Im Mittelpunkt stehen Figuren wie Filmon, der aus Eritrea nach Tel Aviv geflüchtet ist und als Lieferant unter falschem Namen arbeitet, immer in Angst, alles zu verlieren. Seine Frau und Tochter lernen Deutsch in Berlin, während sich die Geschichte weiter nach Delhi, Istanbul und Buenos Aires verzweigt. Diese Erzählfäden wirken zunächst chaotisch, manchmal auch sperrig. Die Zusammenhänge, die man „irgendwie“ kennt, bekommen hier Gesichter, Namen und Leben.

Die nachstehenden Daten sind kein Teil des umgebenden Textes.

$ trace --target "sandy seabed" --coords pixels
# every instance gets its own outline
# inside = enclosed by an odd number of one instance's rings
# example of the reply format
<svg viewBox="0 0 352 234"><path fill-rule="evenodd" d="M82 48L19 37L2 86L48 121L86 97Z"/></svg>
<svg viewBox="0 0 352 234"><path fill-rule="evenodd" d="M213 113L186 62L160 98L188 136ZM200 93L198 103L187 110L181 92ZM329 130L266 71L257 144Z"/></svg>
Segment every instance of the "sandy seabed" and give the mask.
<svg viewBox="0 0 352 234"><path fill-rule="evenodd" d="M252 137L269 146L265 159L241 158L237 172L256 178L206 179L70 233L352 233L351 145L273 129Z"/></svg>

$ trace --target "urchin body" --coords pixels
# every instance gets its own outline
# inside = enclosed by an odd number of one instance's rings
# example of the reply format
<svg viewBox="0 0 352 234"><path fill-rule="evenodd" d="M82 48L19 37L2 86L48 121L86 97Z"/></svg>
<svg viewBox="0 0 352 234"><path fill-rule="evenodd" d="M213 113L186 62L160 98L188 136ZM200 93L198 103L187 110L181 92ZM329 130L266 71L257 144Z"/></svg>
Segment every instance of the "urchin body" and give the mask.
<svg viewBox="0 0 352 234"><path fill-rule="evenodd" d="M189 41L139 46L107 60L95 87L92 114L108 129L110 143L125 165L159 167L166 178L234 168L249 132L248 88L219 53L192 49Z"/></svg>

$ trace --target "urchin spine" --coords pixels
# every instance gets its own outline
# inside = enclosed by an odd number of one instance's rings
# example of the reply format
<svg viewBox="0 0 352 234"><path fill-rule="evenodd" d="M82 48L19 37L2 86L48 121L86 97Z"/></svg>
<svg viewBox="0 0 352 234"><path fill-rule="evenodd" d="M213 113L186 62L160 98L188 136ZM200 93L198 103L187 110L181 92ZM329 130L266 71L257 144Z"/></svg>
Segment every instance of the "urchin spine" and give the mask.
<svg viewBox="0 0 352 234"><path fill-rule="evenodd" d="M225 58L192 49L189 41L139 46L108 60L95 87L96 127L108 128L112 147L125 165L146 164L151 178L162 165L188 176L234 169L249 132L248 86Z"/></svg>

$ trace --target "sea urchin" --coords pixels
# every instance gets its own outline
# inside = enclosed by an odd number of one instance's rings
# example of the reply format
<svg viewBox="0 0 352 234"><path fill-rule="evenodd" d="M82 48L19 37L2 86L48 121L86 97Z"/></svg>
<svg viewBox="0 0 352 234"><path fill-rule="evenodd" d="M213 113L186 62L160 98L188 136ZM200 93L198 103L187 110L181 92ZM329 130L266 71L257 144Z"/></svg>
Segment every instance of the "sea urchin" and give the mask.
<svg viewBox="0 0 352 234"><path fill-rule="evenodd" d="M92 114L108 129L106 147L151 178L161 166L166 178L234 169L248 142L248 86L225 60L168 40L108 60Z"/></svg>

Besonders beeindruckend ist der nüchterne, beobachtende Stil. Gardi lässt die Bilder des Alltags für sich sprechen. Die geschilderten Arbeitsbedingungen der Rider sind erschreckend, selbst wenn man theoretisch davon weiß. Durch die konkreten Protagonisten entsteht eine enorme Nähe, die Empathie weckt. Umso wichtiger sind die leisen Momente von Solidarität, Freundschaft und Menschlichkeit, die dem Roman trotz aller Härte Hoffnung geben.

Ein dringliches, berührendes und hochaktuelles Buch.